A troubled former mob hit man comes to his estranged son’s rescue in Run All Night.
Jimmy Conlon (Liam Neeson) has seen better days. He and his longtime best friend, Shawn Maguire (Ed Harris), grew up together and have an enduring promise to always stick together. Shawn’s seedier talents led him to become a top mob boss, after which he quickly hired his physically daunting buddy Jimmy to be his top enforcer. The job isn’t exactly one that’s free of strings or lasting effects. Jimmy now finds himself haunted by his past. Every killing works on his damaged psyche. He’s alone, and his son Mike (Joel Kinnaman) wants nothing to do with him. Alcohol is his only remaining pleasure. Now burned out, he hangs around Shawn taking handouts to keep himself going and to keep the liquor flowing.

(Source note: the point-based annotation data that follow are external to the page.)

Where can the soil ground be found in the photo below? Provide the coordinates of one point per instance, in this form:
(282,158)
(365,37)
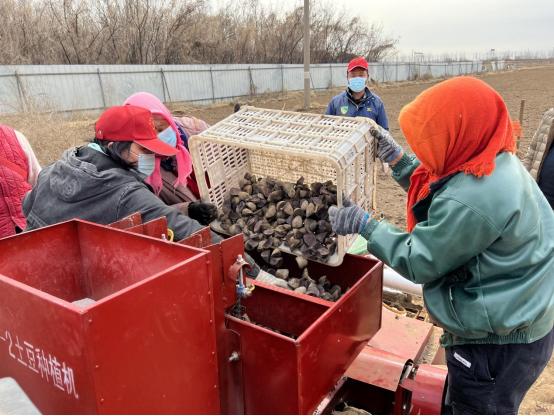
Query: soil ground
(50,134)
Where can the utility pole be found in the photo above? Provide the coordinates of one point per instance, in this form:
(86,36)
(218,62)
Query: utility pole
(306,54)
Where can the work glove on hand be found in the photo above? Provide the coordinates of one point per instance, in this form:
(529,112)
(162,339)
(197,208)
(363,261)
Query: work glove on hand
(387,148)
(348,220)
(202,212)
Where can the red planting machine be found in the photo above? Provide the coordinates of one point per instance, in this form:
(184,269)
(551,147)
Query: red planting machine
(97,319)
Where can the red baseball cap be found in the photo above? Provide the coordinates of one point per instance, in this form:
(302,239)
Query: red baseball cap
(129,123)
(358,62)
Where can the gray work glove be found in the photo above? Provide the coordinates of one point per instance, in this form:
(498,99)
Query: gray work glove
(387,148)
(348,220)
(203,212)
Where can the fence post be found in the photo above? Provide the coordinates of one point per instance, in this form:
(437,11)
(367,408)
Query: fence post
(212,81)
(252,86)
(521,110)
(21,92)
(101,88)
(162,79)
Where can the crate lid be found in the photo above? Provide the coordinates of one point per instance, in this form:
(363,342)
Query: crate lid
(334,138)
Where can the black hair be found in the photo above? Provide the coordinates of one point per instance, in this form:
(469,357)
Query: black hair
(115,151)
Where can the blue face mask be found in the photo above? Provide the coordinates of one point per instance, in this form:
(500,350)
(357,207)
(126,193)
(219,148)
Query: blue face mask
(146,163)
(168,136)
(357,84)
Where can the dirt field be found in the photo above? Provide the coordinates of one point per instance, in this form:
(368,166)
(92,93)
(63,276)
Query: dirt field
(51,134)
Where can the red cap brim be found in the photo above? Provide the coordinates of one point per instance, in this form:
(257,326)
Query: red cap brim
(158,147)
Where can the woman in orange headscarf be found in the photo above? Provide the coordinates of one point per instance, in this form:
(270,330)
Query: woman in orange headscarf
(479,239)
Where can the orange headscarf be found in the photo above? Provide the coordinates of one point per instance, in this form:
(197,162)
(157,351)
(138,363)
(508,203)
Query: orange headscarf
(458,125)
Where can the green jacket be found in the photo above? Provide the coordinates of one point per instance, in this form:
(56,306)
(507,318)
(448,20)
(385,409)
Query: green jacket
(483,249)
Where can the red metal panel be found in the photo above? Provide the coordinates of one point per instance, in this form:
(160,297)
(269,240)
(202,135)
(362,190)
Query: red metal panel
(269,369)
(127,222)
(378,368)
(42,346)
(330,345)
(200,239)
(164,358)
(156,228)
(223,255)
(428,389)
(403,336)
(293,373)
(28,258)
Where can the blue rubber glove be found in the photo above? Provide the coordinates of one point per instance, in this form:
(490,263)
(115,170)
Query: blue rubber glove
(348,220)
(387,148)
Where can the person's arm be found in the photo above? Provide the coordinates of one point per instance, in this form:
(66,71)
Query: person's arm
(138,198)
(32,161)
(449,238)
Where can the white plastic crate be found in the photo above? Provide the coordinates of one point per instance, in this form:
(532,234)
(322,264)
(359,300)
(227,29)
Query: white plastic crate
(286,145)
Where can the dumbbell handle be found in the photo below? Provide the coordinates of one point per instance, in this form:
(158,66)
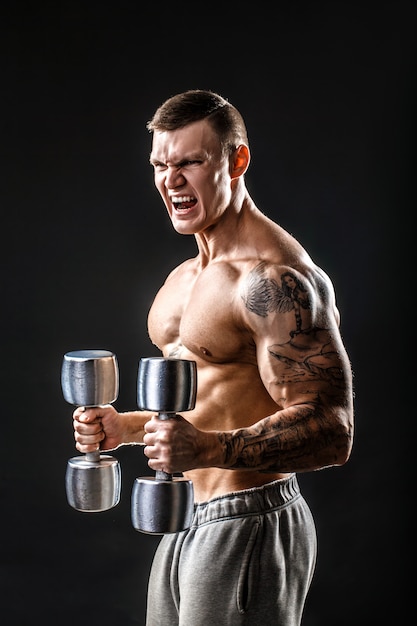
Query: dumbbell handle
(159,474)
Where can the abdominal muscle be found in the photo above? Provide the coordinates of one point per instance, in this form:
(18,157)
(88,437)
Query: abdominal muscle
(229,396)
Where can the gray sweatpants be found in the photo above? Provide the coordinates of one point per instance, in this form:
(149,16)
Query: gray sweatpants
(248,559)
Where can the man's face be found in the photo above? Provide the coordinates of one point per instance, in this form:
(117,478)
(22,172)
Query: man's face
(192,176)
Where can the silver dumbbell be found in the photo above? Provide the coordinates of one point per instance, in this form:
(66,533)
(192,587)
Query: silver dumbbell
(164,504)
(90,378)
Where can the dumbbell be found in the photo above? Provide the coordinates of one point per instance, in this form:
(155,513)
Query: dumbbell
(164,504)
(90,378)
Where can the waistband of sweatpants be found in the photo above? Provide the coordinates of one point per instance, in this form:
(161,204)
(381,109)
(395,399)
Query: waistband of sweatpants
(263,499)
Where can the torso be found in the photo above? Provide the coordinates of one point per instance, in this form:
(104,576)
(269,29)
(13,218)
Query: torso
(198,315)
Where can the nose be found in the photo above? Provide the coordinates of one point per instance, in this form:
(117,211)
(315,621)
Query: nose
(174,177)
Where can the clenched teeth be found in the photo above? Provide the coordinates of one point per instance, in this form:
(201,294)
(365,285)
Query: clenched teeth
(181,199)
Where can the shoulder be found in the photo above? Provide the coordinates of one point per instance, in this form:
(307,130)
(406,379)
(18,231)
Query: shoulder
(269,287)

Meanwhile, Mike may have mentally distanced himself from Jimmy, but he still lives in the old neighborhood with his wife and two young girls. He runs a local one-man independent tax service that pays the bills honestly. Everything is going along as planned until, one night, he picks up a rough pair of foreigners who ask to be taken to a location that he knows all too well — the house of Shawn’s terminally twisted son Danny (Boyd Holbrook). Of course, things go badly, leaving Mike at the center of a storm of which he has no real sense. When Jimmy finds out that Mike’s in trouble, he forces his way back into Mike’s life to do all that he can to save his son and restore what little respect that he can still muster.
The thought of another Liam Neeson action film doesn’t exactly evoke a positive response from me. That this one is directed by Jaume Collet-Serra didn’t help. He previously directed Neeson in two forgettable, similarly frenetic films — Non-Stop and Unknown. Their only saving grace is that they were marginally better than Neeson’s never-ending, always-terrible Taken franchise.
Much to my complete surprise, this wasn’t the train wreck that it could have been. The story is just compelling enough to make it interesting. The action is believable and entertaining, and the performances are almost universally solid. There’s also a great minor role from Common as a singularly focused assassin, the likes of which we haven’t seen since The Terminator.
There’s still a bit too much not to like. A subplot involving Jimmy’s arch-nemesis, a local detective played by Vincent D’Onofrio, just doesn’t feel right. There’s also a major plot hole involving a cabin that defies explanation and never gets one. Added to the fray is an unnecessarily melodramatic ending. Despite those caveats, it’s an entirely serviceable film, which is an unexpected surprise given Neeson’s most recent history.